Incentivised take-backs are becoming the norm, with big brands like Apple and Currys offering vouchers or money off the next purchase. But vapes that continue to litter our streets provide a clear example of how loopholes in the existing regulations need to be closed.

Disposable vapes are not designed to last so the need to recycle them is obvious. But the same is not always true for other sources of e-waste. Material Focus recently found that there are 7.5million unused electrical children’s toys hidden in UK households, but 72% of these toys still work. This story is the same for old phone chargers, games consoles, radios, phones, laptops, and DVD players, to name just a few products.

Breaking fully functioning goods down for recycling is not only unnecessary, but would represent an inefficient use of energy, materials, and carbon emissions. By hiding items away in our cupboards and out of action, we are required to extract new raw materials to keep up with our demand for products.

The problem is that consumers and businesses are not incentivised to see the value in old, but functioning tech. Not knowing what to do with it when you have finished with it means that a lot of these items are gathering dust in our cupboards rather than being donated or resold.

Providing routes to recycling is, therefore, only part of the solution. Although some products are more easily reused and repaired than others, we need a more holistic regulatory framework that encourages reuse, not just recycling. The existing WEEE regulations do not.

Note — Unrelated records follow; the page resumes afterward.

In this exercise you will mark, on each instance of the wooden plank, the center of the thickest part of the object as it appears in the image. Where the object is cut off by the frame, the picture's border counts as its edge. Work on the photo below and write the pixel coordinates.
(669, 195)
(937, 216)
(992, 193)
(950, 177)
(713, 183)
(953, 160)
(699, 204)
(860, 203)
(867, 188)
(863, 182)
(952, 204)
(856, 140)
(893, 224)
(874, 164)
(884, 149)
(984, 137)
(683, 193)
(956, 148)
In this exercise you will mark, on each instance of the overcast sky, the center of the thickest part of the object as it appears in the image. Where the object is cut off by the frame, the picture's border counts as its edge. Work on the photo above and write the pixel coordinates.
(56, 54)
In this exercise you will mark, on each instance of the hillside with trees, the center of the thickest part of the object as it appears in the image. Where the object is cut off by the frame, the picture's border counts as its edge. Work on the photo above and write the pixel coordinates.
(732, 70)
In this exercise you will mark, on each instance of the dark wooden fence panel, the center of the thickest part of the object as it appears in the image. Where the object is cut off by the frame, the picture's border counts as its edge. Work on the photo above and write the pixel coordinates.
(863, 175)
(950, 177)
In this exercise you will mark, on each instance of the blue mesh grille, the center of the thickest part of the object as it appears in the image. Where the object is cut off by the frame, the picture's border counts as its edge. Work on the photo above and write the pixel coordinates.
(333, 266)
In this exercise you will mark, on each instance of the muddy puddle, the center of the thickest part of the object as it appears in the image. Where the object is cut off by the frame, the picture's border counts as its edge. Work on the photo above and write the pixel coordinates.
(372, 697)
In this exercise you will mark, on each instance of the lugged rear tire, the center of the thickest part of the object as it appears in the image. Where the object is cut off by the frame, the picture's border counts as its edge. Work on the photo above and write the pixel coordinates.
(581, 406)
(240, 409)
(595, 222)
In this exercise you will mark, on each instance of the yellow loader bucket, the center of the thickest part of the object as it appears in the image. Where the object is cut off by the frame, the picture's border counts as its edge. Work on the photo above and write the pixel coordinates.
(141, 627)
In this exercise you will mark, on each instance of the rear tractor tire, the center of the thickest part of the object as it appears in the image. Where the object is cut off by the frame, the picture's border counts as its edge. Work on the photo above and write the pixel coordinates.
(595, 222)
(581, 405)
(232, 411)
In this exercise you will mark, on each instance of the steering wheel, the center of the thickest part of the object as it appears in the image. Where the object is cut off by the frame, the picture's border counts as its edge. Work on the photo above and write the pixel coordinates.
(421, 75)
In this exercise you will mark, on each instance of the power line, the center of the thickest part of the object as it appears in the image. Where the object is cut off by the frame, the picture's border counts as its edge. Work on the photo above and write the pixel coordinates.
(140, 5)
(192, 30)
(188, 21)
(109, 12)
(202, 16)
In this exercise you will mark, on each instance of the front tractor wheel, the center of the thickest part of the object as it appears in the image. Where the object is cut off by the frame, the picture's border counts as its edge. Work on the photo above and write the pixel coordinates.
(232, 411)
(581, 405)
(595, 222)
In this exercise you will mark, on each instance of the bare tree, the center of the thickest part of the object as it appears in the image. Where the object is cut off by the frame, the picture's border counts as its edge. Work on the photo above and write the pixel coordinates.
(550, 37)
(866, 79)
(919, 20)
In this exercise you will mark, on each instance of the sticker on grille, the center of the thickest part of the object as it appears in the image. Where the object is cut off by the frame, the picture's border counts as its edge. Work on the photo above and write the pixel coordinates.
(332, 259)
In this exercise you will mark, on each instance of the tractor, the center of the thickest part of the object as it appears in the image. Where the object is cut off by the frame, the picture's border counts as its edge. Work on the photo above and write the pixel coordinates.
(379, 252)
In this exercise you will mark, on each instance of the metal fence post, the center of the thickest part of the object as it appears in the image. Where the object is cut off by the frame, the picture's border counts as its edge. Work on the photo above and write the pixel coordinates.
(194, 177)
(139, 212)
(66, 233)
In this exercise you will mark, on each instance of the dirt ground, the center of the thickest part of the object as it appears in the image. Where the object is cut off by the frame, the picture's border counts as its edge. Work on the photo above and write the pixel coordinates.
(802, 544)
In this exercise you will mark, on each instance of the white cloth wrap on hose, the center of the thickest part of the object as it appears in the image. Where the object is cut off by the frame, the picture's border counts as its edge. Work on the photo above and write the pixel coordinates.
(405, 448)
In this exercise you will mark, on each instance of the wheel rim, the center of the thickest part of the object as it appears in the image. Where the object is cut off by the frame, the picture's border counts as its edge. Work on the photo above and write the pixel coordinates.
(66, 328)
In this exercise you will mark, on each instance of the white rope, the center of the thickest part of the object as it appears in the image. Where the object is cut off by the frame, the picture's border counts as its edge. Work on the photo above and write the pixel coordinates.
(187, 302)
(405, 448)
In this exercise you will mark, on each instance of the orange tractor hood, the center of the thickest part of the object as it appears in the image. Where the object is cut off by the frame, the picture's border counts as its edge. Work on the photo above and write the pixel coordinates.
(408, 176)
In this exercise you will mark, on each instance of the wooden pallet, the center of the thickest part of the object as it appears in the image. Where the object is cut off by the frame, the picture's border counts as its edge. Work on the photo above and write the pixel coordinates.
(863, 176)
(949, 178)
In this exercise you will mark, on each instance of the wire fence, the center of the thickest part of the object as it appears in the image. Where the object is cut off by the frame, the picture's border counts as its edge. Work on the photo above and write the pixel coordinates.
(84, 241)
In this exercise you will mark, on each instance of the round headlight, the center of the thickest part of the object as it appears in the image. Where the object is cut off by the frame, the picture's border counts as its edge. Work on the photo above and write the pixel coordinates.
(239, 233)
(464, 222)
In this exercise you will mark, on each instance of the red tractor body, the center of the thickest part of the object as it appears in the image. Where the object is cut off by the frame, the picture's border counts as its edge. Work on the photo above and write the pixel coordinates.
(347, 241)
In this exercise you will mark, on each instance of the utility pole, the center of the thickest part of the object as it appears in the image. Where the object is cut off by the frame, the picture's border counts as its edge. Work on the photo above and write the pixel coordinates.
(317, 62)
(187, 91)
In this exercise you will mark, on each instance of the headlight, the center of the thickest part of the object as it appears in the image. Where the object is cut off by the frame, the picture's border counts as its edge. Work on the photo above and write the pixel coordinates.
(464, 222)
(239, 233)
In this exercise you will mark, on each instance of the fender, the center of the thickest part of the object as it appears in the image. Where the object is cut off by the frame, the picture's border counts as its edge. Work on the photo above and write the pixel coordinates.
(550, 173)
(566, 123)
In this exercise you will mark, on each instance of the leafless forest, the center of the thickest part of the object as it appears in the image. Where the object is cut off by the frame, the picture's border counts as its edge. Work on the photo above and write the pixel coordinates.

Although often spoken about in terms of pollution and carbon emissions, our increasing demand for resources, if not met by a supply of materials that we have already extracted, puts greater pressure on the natural environment. Moreover, by not providing appropriate methods for the disposal of the waste we create, we are enabling litterbugs, endangering wildlife and humans in the process.

E-waste is one example of how our linear approach to resource consumption is becoming the norm. Construction and fashion are two more. The truth is that our entire economy could benefit from the principles of the circular economy. Defra has its work cut out. But with packaging reforms in motion, and WEEE regulations being developed as we speak, the government can now pick its next target.